Generic Lines in Projective Space and the Koszul Property

TL;DR

This paper investigates when the coordinate rings of collections of lines in projective space are Koszul, providing conditions for both generic and general linear position cases, and characterizing the property for small parameters.

Contribution

It offers new criteria for the Koszul property of coordinate rings of lines in projective space, including complete characterizations for small cases and bounds for non-Koszul instances.

Findings

If lines are in general linear position with 2m ≤ n+1, the coordinate ring is Koszul.

For generic lines with certain m and n relations, the coordinate ring is Koszul.

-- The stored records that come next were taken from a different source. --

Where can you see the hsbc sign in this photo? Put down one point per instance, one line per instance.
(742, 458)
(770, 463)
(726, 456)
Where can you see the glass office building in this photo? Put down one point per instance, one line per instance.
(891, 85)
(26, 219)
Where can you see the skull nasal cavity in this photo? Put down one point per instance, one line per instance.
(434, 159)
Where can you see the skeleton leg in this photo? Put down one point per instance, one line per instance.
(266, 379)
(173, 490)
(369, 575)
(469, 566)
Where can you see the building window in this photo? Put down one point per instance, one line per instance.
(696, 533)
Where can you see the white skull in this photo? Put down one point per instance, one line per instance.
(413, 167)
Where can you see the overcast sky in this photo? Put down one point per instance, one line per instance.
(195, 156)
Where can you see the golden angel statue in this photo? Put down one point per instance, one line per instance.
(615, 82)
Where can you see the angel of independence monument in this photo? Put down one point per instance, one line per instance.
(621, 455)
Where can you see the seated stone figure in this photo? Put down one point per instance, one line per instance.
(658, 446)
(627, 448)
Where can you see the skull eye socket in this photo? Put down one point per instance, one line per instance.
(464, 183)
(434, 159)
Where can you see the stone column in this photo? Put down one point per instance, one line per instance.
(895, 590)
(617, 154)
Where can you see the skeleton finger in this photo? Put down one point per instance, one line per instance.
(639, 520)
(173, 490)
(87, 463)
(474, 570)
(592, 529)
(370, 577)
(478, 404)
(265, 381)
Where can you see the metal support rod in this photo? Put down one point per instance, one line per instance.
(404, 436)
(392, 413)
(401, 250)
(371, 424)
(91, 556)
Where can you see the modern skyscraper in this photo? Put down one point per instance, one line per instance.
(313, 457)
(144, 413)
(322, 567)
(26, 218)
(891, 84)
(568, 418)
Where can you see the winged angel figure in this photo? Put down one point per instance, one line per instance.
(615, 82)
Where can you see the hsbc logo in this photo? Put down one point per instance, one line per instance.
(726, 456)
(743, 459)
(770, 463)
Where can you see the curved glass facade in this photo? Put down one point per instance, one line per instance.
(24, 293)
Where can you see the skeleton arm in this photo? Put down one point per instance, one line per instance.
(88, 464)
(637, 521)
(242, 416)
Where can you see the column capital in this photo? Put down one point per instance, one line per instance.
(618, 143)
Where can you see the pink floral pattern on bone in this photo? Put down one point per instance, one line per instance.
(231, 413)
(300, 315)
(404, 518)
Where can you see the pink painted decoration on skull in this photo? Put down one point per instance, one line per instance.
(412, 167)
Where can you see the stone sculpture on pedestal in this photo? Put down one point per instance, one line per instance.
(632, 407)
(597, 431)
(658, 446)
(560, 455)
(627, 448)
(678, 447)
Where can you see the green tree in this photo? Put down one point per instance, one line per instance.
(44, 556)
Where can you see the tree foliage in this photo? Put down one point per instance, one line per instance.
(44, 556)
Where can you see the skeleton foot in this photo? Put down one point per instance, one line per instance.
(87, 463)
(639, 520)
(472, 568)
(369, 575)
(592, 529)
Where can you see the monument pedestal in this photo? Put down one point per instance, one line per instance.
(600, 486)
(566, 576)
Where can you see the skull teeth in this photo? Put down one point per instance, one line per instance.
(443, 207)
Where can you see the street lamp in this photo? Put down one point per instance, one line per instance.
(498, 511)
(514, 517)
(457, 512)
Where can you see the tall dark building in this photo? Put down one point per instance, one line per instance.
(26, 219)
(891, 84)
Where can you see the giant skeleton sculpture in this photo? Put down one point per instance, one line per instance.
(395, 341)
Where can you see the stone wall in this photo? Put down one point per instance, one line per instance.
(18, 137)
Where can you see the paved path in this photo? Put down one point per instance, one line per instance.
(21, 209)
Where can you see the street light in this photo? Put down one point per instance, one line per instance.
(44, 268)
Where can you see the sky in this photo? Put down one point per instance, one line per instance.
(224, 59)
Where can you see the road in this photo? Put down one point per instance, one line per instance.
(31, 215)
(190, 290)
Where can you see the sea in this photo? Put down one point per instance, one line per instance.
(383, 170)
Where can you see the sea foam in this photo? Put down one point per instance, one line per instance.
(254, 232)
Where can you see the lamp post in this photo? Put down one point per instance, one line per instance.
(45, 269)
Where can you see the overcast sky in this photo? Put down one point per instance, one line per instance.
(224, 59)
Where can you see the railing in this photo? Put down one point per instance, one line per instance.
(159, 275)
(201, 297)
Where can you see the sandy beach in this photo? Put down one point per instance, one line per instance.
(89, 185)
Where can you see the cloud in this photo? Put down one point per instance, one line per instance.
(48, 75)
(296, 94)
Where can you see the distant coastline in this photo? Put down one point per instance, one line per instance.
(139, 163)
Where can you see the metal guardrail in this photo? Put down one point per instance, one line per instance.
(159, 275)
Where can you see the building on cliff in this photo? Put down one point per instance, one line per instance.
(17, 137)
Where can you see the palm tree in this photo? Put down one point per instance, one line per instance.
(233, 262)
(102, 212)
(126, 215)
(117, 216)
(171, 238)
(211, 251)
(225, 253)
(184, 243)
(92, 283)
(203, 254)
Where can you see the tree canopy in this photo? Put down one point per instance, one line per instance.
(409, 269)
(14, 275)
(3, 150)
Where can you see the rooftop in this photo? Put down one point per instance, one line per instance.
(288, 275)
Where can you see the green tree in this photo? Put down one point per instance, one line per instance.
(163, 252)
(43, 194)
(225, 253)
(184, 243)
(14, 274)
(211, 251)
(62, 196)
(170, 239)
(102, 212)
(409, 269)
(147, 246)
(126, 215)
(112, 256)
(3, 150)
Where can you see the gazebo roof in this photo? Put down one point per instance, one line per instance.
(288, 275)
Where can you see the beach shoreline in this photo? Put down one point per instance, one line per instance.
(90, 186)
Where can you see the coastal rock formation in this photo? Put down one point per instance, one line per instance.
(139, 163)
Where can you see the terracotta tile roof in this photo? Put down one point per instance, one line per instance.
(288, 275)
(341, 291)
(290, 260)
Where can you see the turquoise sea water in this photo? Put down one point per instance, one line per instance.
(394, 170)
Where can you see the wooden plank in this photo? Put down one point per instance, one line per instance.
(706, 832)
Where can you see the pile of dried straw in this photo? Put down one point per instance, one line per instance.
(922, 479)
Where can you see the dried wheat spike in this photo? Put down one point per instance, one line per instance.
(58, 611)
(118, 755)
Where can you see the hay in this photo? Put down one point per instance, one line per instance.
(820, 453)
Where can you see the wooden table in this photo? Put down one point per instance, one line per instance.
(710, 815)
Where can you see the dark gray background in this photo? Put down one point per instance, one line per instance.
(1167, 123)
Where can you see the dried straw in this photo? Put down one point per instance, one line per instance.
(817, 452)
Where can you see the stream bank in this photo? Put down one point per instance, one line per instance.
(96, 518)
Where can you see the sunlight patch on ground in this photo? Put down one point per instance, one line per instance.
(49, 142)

A threshold is established beyond which the coordinate ring is not Koszul.

Abstract

In this paper, we study the Koszul property of the homogeneous coordinate ring of a generic collection of lines in $\mathbb{P}^n$ and the homogeneous coordinate ring of a collection of lines in general linear position in $\mathbb{P}^n.$ We show that if $\mathcal{M}$ is a collection of $m$ lines in general linear position in $\mathbb{P}^n$ with $2m \leq n+1$ and $R$ is the coordinate ring of $\mathcal{M},$ then $R$ is Koszul. Further, if $\mathcal{M}$ is a generic collection of $m$ lines in $\mathbb{P}^n$ and $R$ is the coordinate ring of $\mathcal{M}$ with $m$ even and $m +1\leq n$ or $m$ is odd and $m +2\leq n,$ then $R$ is Koszul. Lastly, we show if $\mathcal{M}$ is a generic collection of $m$ lines such that \[ m > \frac{1}{72}\left(3(n^2+10n+13)+\sqrt{3(n-1)^3(3n+5)}\right),\] then $R$ is not Koszul. We give a complete characterization of the Koszul property of the coordinate ring of a generic collection of lines for $n \leq 6$ or $m \leq 6$. We also determine the Castelnuovo-Mumford regularity of the coordinate ring for a generic collection of lines and the projective dimension of the coordinate ring of collection of lines in general linear position.